2. L'institution débitrice verse directement au bénéficiaire les prestations qui lui sont dues aux échéances et selon les modalités prévues par la législation qu'elle applique.

Section 2

Pensions de survivants

Article 30

Dispositions générales

1. Les dispositions de la section 1 du présent chapitre sont applicables, par analogie, aux prestations suivantes en faveur des survivants :

a) Pour la France :

- à l'allocation veuvage ; (supprimé par l'avenant n°1 du 04/12/2003 art. 1)

- aux pensions d'invalidité de veuf et de veuve ;

- aux pensions de réversion et à leurs équivalents pour les régimes spéciaux ;

- aux pensions d'orphelin ;

b) Pour la Tunisie :

- aux pensions de conjoints survivants ;

- à la pension d'orphelin.

2. Lorsque le décès, ouvrant droit à l'attribution d'une pension de survivants, survient avant que le travailleur ait obtenu la liquidation de ses droits au regard de l'assurance vieillesse, les prestations dues aux ayants droit sont liquidées dans les conditions précisées à l''article 24 de la présente convention.

Article 31

Droit d'option pour le conjoint survivant
L'article 31 a été abrogé par l'avenant n°1 du 04/12/2003 art. 1

1. Le conjoint survivant d'un travailleur tunisien, dont un ou des précédents mariages n'ont pas été dissous par le divorce, peut opter pour le transfert des cotisations de l'assurance vieillesse versées au titre de la législation française à l'institution compétente tunisienne.

Ce droit d'option n'est ouvert qu'au profit du conjoint survivant résidant en Tunisie et âgé de moins de cinquante ans, qui n'a pas droit à pension au titre de la législation tunisienne, qui n'a pas ou n'a plus droit à l'allocation veuvage au titre de la législation française et qui n'exerce pas d'activité professionnelle.

2. Dans l'hypothèse prévue au paragraphe 1 ci-dessus, l'institution compétente tunisienne attribue et sert à sa charge exclusive une pension de survivants liquidée conformément à la législation qu'elle applique.

3. Les modalités d'application du présent article sont définies dans l'arrangement administratif général visé à l'article 52 de la présente convention.

Chapitre IV

Allocation décès

Article 32

Ouverture du droit et service de l'allocation

1. Dans le cas où, pour l'ouverture, le maintien ou le recouvrement du droit à l'allocation décès, les travailleurs ne justifient pas de la durée d'assurance prévue par la législation de l'un des deux Etats, il est fait appel, pour compléter les périodes d'assurance et assimilées accomplies dans cet Etat, aux périodes d'assurance et assimilées antérieurement accomplies sous la législation de l'autre Etat.

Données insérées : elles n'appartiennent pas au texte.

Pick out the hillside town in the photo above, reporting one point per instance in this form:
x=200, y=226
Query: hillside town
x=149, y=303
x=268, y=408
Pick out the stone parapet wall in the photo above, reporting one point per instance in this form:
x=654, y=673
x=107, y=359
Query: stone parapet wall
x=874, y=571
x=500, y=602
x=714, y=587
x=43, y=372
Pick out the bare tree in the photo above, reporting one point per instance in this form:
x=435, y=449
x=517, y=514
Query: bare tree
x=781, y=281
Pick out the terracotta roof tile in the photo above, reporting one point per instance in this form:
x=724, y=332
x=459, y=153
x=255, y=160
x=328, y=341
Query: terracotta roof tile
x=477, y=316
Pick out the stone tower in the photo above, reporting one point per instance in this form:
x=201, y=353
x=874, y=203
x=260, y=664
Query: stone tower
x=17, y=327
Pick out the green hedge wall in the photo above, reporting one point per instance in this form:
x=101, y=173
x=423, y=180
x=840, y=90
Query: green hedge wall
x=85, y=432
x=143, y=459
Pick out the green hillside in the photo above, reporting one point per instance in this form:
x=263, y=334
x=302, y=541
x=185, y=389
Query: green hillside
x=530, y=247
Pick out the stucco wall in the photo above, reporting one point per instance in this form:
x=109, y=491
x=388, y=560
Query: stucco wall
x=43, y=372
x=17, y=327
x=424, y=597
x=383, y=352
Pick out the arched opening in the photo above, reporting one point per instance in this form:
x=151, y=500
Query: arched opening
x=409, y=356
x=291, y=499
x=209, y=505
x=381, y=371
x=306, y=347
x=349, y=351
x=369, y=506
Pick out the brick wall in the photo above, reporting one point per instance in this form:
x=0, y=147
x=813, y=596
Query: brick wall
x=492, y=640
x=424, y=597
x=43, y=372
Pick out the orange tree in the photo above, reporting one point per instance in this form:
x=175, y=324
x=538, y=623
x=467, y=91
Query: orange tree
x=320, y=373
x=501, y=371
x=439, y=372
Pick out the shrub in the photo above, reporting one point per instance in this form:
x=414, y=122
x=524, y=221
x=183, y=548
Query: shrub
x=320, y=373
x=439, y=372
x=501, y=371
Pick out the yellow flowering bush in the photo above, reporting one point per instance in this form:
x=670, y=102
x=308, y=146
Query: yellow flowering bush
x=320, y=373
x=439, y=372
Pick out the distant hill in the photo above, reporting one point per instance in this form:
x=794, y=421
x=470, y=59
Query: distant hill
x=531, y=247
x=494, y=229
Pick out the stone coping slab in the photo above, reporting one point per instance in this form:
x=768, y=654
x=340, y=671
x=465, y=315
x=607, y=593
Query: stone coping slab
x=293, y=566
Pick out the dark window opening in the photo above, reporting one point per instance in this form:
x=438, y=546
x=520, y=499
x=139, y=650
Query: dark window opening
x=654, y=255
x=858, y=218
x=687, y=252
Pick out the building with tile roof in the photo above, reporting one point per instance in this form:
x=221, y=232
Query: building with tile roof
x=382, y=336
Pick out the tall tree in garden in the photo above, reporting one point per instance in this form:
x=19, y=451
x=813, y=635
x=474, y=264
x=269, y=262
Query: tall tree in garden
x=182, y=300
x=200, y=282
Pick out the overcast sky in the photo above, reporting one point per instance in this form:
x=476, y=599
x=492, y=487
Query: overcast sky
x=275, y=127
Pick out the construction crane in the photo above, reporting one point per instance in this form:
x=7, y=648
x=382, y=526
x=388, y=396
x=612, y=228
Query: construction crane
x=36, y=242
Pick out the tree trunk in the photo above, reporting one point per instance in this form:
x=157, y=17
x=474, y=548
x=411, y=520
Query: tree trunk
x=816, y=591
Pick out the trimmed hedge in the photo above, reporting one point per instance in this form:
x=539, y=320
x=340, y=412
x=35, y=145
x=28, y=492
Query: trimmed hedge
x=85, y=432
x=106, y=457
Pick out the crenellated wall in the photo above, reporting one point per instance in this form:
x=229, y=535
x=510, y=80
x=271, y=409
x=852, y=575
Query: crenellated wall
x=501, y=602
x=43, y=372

2. Lorsque le décès d'un travailleur ou demandeur ou titulaire de pension ou de rente soumis à la législation de l'un des deux Etats survient sur le territoire de l'autre Etat ou d'un Etat tiers, l'institution compétente de chacun des deux Etats contractant examine le droit à l'allocation décès au titre de la législation qu'elle applique, comme si le décès était survenu sur son territoire. Elle liquide l'allocation au prorata des périodes d'assurance accomplies sous sa propre législation.

3. Chaque institution compétente verse l'allocation décès due au titre de sa législation, même si le bénéficiaire réside sur le territoire de l'autre Etat ou sur le territoire d'un Etat tiers lié à chacun des deux Etats par un instrument de coordination en matière de sécurité sociale.